Monthly Archives: October 2011


I confess I have no idea how the regular bloggers find the time to produce so much. How, for example, does Eric McDonald manage to produce a lengthy, comprehensive, articulate, high quality and well thought out post almost every day? There are loads of things that I feel I could say, but I just don’t have the time, and by the time I could get round to it the moment has passed. Of course that could be an organisation problem on my part. I do have to admire the likes of Eric and Jerry Coyne, who has a full-time job as well to contend with.

Anyway I do intend this to be my first post apart from the introduction and I always intended to make it one about football, important in so many ways. I get the feeling that it will go nowhere but I would like to pay some homage to major football history. We all know of events after which nothing is quite the same. Parenthood, for one thing, is something that most anyone who has children will recognise as such an event. But it could be first hearing a different type of music, or reading a book,  seeing a movie, finding religion or abandoning it. Or, in this case, watching a football match.

I’ve recently returned from the Caribbean and as usual a great time was had by all. There was a tinge of sadness, however, as it was probably the last time we’ll spend on holiday with both our boys.

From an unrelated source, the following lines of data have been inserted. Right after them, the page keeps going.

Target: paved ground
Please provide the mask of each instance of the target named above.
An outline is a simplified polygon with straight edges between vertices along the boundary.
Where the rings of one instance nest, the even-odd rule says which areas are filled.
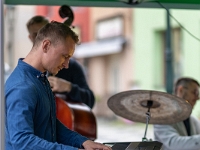
[[[97,118],[97,142],[137,142],[142,141],[146,125],[124,120],[106,120]],[[153,127],[148,126],[147,139],[153,139]]]

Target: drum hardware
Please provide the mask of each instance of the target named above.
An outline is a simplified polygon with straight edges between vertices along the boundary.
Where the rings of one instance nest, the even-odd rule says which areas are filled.
[[[124,150],[140,150],[141,147],[145,150],[160,150],[162,143],[149,141],[146,138],[148,125],[173,124],[185,120],[192,112],[192,106],[187,100],[159,91],[130,90],[120,92],[111,96],[107,104],[118,116],[146,123],[142,142],[130,142]],[[112,147],[113,150],[119,150],[118,145],[119,143],[115,143]]]

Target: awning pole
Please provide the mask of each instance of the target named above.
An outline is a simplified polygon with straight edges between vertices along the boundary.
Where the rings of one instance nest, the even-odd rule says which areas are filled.
[[[165,49],[165,64],[166,64],[166,90],[167,93],[173,93],[173,84],[174,84],[174,69],[173,69],[173,53],[171,46],[171,24],[169,10],[167,9],[167,31],[166,31],[166,49]]]
[[[4,150],[5,147],[5,140],[4,140],[4,122],[5,122],[5,101],[4,101],[4,19],[3,19],[3,5],[4,5],[4,0],[1,0],[0,4],[0,18],[1,18],[1,23],[0,23],[0,149]]]

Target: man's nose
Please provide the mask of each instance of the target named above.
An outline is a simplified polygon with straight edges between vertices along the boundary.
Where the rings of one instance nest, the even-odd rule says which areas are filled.
[[[69,59],[66,59],[65,62],[63,63],[64,68],[69,68]]]

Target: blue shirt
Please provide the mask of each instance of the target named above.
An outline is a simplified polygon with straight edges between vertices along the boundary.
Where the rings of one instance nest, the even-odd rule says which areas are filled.
[[[5,84],[6,150],[77,150],[88,140],[56,118],[44,73],[19,59]]]

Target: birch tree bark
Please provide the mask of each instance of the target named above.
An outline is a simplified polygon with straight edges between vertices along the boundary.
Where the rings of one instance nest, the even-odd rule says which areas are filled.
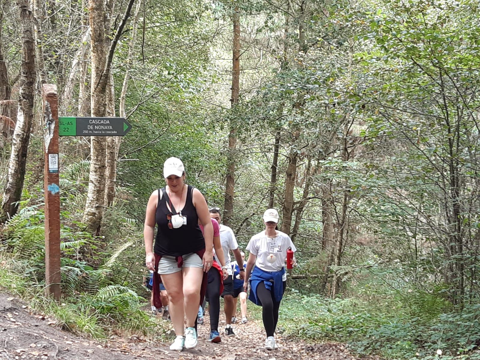
[[[104,2],[101,0],[90,0],[89,10],[91,32],[91,113],[93,117],[105,117],[107,115],[107,86],[108,77],[108,74],[105,73],[107,57],[104,26],[106,12]],[[92,232],[98,235],[104,206],[107,139],[102,136],[92,136],[91,142],[90,180],[82,221]]]
[[[0,6],[0,149],[2,150],[2,152],[5,146],[5,139],[8,135],[5,131],[5,125],[12,121],[10,111],[11,104],[10,102],[8,102],[10,99],[10,81],[3,52],[2,34],[4,18],[3,7]]]
[[[45,3],[43,0],[34,0],[33,11],[35,30],[35,60],[41,88],[43,84],[47,84],[47,72],[43,60],[43,23],[45,20]]]
[[[130,79],[130,67],[132,65],[135,55],[135,42],[137,37],[137,30],[138,27],[138,18],[140,13],[141,1],[137,3],[133,15],[133,28],[132,32],[132,38],[130,40],[130,45],[128,49],[128,59],[123,77],[123,83],[122,85],[121,91],[120,93],[120,105],[119,107],[119,114],[120,118],[126,118],[125,102],[127,98],[127,91],[128,90],[128,82]],[[112,90],[110,92],[114,95],[114,88],[112,83]],[[112,98],[113,101],[114,98]],[[115,108],[113,109],[115,111]],[[121,137],[120,136],[112,136],[109,137],[108,141],[108,148],[107,161],[107,187],[105,193],[105,204],[107,206],[110,206],[113,202],[115,197],[115,187],[117,184],[117,164],[118,161],[119,150],[120,148],[120,144],[121,142]]]
[[[123,17],[109,44],[107,54],[105,24],[109,12],[101,0],[90,0],[89,20],[91,38],[92,77],[91,111],[93,117],[105,117],[108,114],[108,92],[110,78],[110,67],[115,47],[130,16],[134,0],[130,0]],[[111,6],[108,3],[109,6]],[[109,22],[108,22],[109,23]],[[111,92],[110,92],[111,94]],[[111,96],[111,95],[110,95]],[[92,136],[90,147],[90,180],[83,221],[96,235],[100,232],[105,206],[107,174],[107,140],[103,136]]]
[[[33,119],[36,80],[34,18],[28,0],[19,0],[18,4],[22,32],[22,73],[17,124],[12,139],[7,182],[0,213],[2,222],[14,215],[18,209]]]
[[[300,228],[300,223],[301,222],[301,217],[303,214],[303,210],[305,209],[307,203],[308,202],[308,195],[310,193],[310,187],[312,182],[312,178],[311,174],[312,170],[312,159],[309,159],[307,164],[307,169],[305,170],[305,176],[306,178],[305,182],[305,187],[303,188],[303,193],[302,195],[301,200],[299,203],[297,207],[297,212],[295,213],[295,222],[293,225],[293,230],[292,231],[292,235],[290,237],[292,241],[295,240],[297,235],[298,234],[299,228]]]

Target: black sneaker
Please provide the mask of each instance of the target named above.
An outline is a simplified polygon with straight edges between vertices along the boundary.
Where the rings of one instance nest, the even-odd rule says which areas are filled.
[[[227,325],[225,328],[225,335],[228,336],[234,336],[235,333],[233,332],[233,328],[231,325]]]

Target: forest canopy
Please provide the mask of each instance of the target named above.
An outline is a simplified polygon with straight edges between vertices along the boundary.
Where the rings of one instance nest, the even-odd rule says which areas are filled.
[[[102,291],[141,303],[145,206],[175,156],[241,249],[278,210],[298,249],[289,335],[477,358],[479,6],[2,0],[0,286],[28,297],[45,285],[41,89],[54,84],[60,116],[132,125],[60,138],[72,303]],[[3,278],[15,262],[28,276],[16,290]]]

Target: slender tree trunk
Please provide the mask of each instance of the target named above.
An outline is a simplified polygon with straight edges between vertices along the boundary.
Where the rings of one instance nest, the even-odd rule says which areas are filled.
[[[340,230],[338,231],[338,236],[336,239],[336,244],[335,246],[335,258],[334,265],[336,266],[339,266],[342,263],[342,252],[343,250],[344,235],[346,227],[348,226],[348,221],[347,220],[347,209],[348,206],[348,194],[346,191],[343,192],[343,200],[342,202],[342,220],[340,225]],[[334,271],[333,273],[333,280],[332,282],[332,292],[331,296],[332,298],[335,298],[338,292],[338,288],[340,287],[340,277],[338,276],[337,272]]]
[[[121,91],[120,93],[120,105],[119,107],[120,116],[120,118],[126,117],[125,111],[125,103],[127,99],[127,91],[128,90],[128,82],[130,79],[130,69],[135,59],[135,42],[137,37],[137,29],[138,26],[138,18],[140,16],[140,8],[142,2],[139,1],[135,9],[135,14],[133,15],[133,29],[132,32],[132,39],[130,40],[130,45],[128,50],[128,60],[125,67],[125,76],[123,77],[123,84],[122,85]],[[112,103],[115,98],[114,88],[113,84],[113,78],[111,79],[112,90],[110,93],[113,98]],[[112,109],[114,114],[115,108]],[[112,116],[114,116],[112,115]],[[108,180],[107,192],[105,194],[105,203],[107,206],[110,206],[113,202],[115,197],[115,186],[117,183],[117,165],[118,161],[119,150],[120,148],[120,144],[121,138],[120,136],[112,136],[109,138],[108,141],[108,154],[107,162],[107,179]]]
[[[88,25],[88,18],[82,20],[82,25],[84,26]],[[72,96],[75,87],[77,74],[80,72],[79,84],[80,88],[78,94],[78,108],[82,109],[81,113],[90,113],[90,102],[86,100],[88,91],[86,84],[88,84],[87,74],[88,69],[88,49],[90,43],[91,42],[90,29],[87,27],[82,38],[82,43],[80,45],[76,53],[72,62],[70,66],[70,71],[68,75],[68,79],[65,84],[63,91],[62,93],[62,106],[64,108],[68,108],[72,101]],[[86,108],[89,108],[88,109]]]
[[[333,196],[330,181],[322,185],[322,249],[331,252],[335,240],[333,228]]]
[[[47,84],[47,72],[43,60],[43,28],[45,20],[45,4],[43,0],[33,0],[35,29],[35,60],[40,79],[40,87]]]
[[[105,73],[107,48],[105,41],[103,1],[90,0],[89,16],[92,50],[91,111],[93,117],[107,115],[107,87],[108,74]],[[92,136],[90,180],[83,221],[93,233],[98,234],[105,206],[107,139]]]
[[[278,173],[278,152],[280,150],[280,129],[275,132],[275,143],[273,145],[273,162],[272,164],[272,176],[270,178],[270,194],[268,196],[268,208],[273,207],[276,190],[276,176]]]
[[[123,17],[115,32],[113,39],[107,47],[105,24],[109,24],[110,2],[108,7],[101,0],[90,0],[89,20],[91,32],[92,82],[91,84],[92,116],[105,117],[108,114],[107,92],[111,96],[108,88],[110,66],[115,47],[121,36],[123,28],[130,16],[134,0],[129,0]],[[107,50],[108,48],[108,55]],[[111,111],[110,110],[110,111]],[[90,180],[83,221],[88,229],[98,234],[103,217],[105,206],[105,186],[107,175],[107,140],[104,136],[92,136],[90,150]]]
[[[285,192],[284,193],[283,209],[282,216],[282,226],[280,230],[287,235],[290,234],[293,214],[293,191],[297,177],[297,153],[292,152],[288,155],[288,165],[287,168],[287,177],[285,179]]]
[[[25,178],[27,153],[33,119],[35,97],[35,40],[34,19],[27,0],[19,0],[22,29],[22,74],[17,124],[12,140],[7,183],[3,192],[0,221],[16,213]]]
[[[235,108],[239,102],[240,77],[240,14],[238,7],[232,17],[233,22],[233,56],[232,71],[232,109]],[[234,116],[235,111],[232,112]],[[236,121],[230,120],[228,133],[228,155],[227,157],[227,183],[225,187],[225,202],[224,206],[223,223],[227,226],[231,225],[233,212],[233,196],[235,185],[235,149],[237,145]]]
[[[310,194],[310,187],[313,181],[311,170],[312,170],[312,160],[308,159],[307,163],[307,169],[305,170],[305,176],[306,178],[305,183],[305,187],[303,188],[303,193],[302,195],[301,200],[297,207],[297,212],[295,213],[295,222],[293,225],[293,230],[290,237],[292,240],[295,240],[295,238],[298,234],[299,228],[300,228],[300,223],[301,222],[301,217],[303,214],[303,210],[305,209],[307,203],[308,202],[308,195]]]
[[[115,116],[115,89],[113,84],[113,76],[110,73],[107,87],[107,116]],[[105,203],[106,206],[110,206],[115,197],[115,182],[117,180],[117,158],[120,147],[119,136],[108,136],[107,138],[107,168],[105,184]]]
[[[7,100],[10,99],[10,81],[3,52],[3,8],[0,7],[0,152],[3,155],[5,141],[8,137],[5,131],[6,126],[12,121],[10,108],[12,105]],[[3,103],[2,104],[2,102]]]

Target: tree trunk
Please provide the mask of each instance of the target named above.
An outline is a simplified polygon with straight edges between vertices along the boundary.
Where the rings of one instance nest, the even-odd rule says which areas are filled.
[[[107,47],[103,1],[90,0],[89,18],[91,32],[92,51],[91,112],[92,116],[107,115],[107,87],[108,74],[106,73]],[[90,180],[83,222],[89,230],[99,233],[105,206],[107,139],[104,136],[92,136],[90,148]]]
[[[233,22],[233,56],[232,71],[231,108],[234,109],[238,103],[240,93],[240,14],[236,7],[232,17]],[[234,116],[235,112],[232,112]],[[225,202],[224,206],[223,223],[228,226],[231,224],[233,212],[233,196],[235,186],[235,149],[237,145],[237,125],[236,121],[230,120],[228,133],[228,155],[227,164],[227,183],[225,187]]]
[[[126,118],[125,102],[127,98],[127,91],[128,89],[128,82],[130,79],[130,67],[132,66],[135,59],[135,42],[137,37],[137,29],[138,26],[138,18],[140,13],[140,7],[142,1],[137,3],[137,7],[135,10],[135,14],[133,16],[133,29],[132,32],[132,38],[130,40],[130,45],[128,50],[128,60],[126,67],[125,76],[123,78],[123,84],[122,85],[121,91],[120,93],[120,105],[119,107],[120,116],[120,118]],[[114,104],[115,99],[115,89],[113,87],[113,78],[111,79],[111,91],[112,95],[112,102]],[[112,110],[115,116],[115,107]],[[105,203],[107,206],[110,206],[115,197],[115,186],[117,183],[117,165],[118,161],[119,150],[120,148],[120,144],[121,138],[120,136],[112,136],[108,139],[108,154],[107,161],[107,179],[108,180],[107,191],[105,194]]]
[[[34,18],[35,19],[35,60],[38,69],[40,87],[47,84],[47,72],[43,60],[43,24],[45,19],[45,4],[42,0],[33,0]]]
[[[7,183],[0,214],[0,221],[2,222],[15,215],[18,209],[25,178],[33,119],[36,79],[34,19],[27,0],[19,0],[18,3],[22,31],[22,73],[17,124],[12,141]]]
[[[287,178],[285,179],[285,192],[284,194],[282,226],[280,230],[287,235],[290,234],[293,213],[293,190],[297,177],[297,161],[298,158],[296,152],[291,152],[288,155],[288,165],[287,168]]]
[[[331,252],[335,239],[333,228],[333,197],[330,181],[322,184],[322,249]]]
[[[295,238],[298,234],[299,228],[300,228],[300,223],[301,221],[301,216],[303,213],[303,209],[305,209],[305,205],[308,202],[308,195],[310,193],[310,186],[313,180],[313,178],[311,173],[312,169],[312,160],[308,159],[307,163],[307,169],[305,172],[305,177],[306,180],[305,183],[305,187],[303,188],[303,193],[302,195],[301,200],[297,208],[297,212],[295,214],[295,222],[293,225],[293,230],[292,231],[291,238],[292,241],[295,240]]]
[[[275,132],[275,144],[273,146],[273,163],[272,164],[272,176],[270,178],[270,194],[268,196],[268,208],[273,207],[276,190],[276,176],[278,172],[278,152],[280,150],[280,129]]]
[[[3,19],[3,8],[0,7],[0,151],[2,153],[5,146],[5,141],[9,135],[9,133],[5,131],[5,128],[9,124],[8,123],[12,121],[10,111],[11,104],[7,102],[3,104],[1,103],[1,102],[10,99],[10,82],[3,53],[3,37],[2,34]]]
[[[86,20],[86,19],[85,19]],[[87,22],[82,20],[82,24],[86,26]],[[81,113],[90,113],[90,103],[86,100],[88,92],[86,91],[85,83],[87,83],[86,75],[88,69],[88,48],[89,43],[91,42],[90,29],[87,27],[82,38],[82,43],[77,50],[76,53],[72,62],[68,79],[65,83],[62,92],[62,107],[63,108],[68,108],[72,101],[72,95],[75,87],[75,80],[78,72],[80,72],[80,88],[78,94],[78,108],[81,109]],[[86,108],[88,107],[88,109]]]
[[[108,9],[112,9],[108,3],[108,9],[104,6],[101,0],[90,0],[89,20],[90,21],[92,51],[91,93],[92,116],[105,117],[107,114],[107,91],[110,78],[110,66],[115,47],[123,33],[123,27],[130,16],[134,0],[129,0],[123,18],[115,32],[115,36],[107,56],[107,37],[105,25],[108,23]],[[107,140],[104,136],[92,136],[90,148],[90,180],[86,203],[84,212],[83,221],[89,230],[98,235],[103,217],[105,207],[105,186],[107,170]]]
[[[115,89],[113,84],[113,76],[110,74],[108,85],[107,89],[107,116],[115,116]],[[106,169],[105,203],[109,206],[113,202],[115,197],[115,182],[117,180],[117,158],[120,147],[120,136],[108,136],[107,138],[107,168]]]

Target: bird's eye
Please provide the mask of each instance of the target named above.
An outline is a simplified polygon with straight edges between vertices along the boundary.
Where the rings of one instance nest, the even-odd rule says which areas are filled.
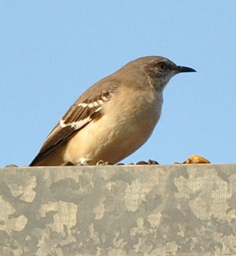
[[[160,62],[158,63],[158,67],[161,71],[166,70],[166,64],[164,62]]]

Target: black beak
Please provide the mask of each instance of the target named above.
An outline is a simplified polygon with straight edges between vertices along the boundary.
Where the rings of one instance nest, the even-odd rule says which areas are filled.
[[[188,68],[188,67],[182,67],[181,66],[177,66],[176,68],[176,71],[177,73],[182,73],[183,72],[197,72],[193,69],[191,68]]]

But to the matter in hand. Many years ago I bought a book about football in Holland – Brilliant Orange: The Neurotic Genius of Dutch Football by David Winner. I was thinking about this book because one son read it during our holiday and now it’s in the possession of the other – for a while, I’m missing an old friend.  Football, arguably more than any other activity including religion, is a cultural phenomenon – even the anti-football culture of many Americans attests to this. As such, it’s a vehicle for deeper anthropological and cultural understanding. The best football books, such as the outstanding Football Against the Enemy  by Simon Kuper, make this clear. A lot can be understood about a country or region’s culture by studying its football (or lack of it).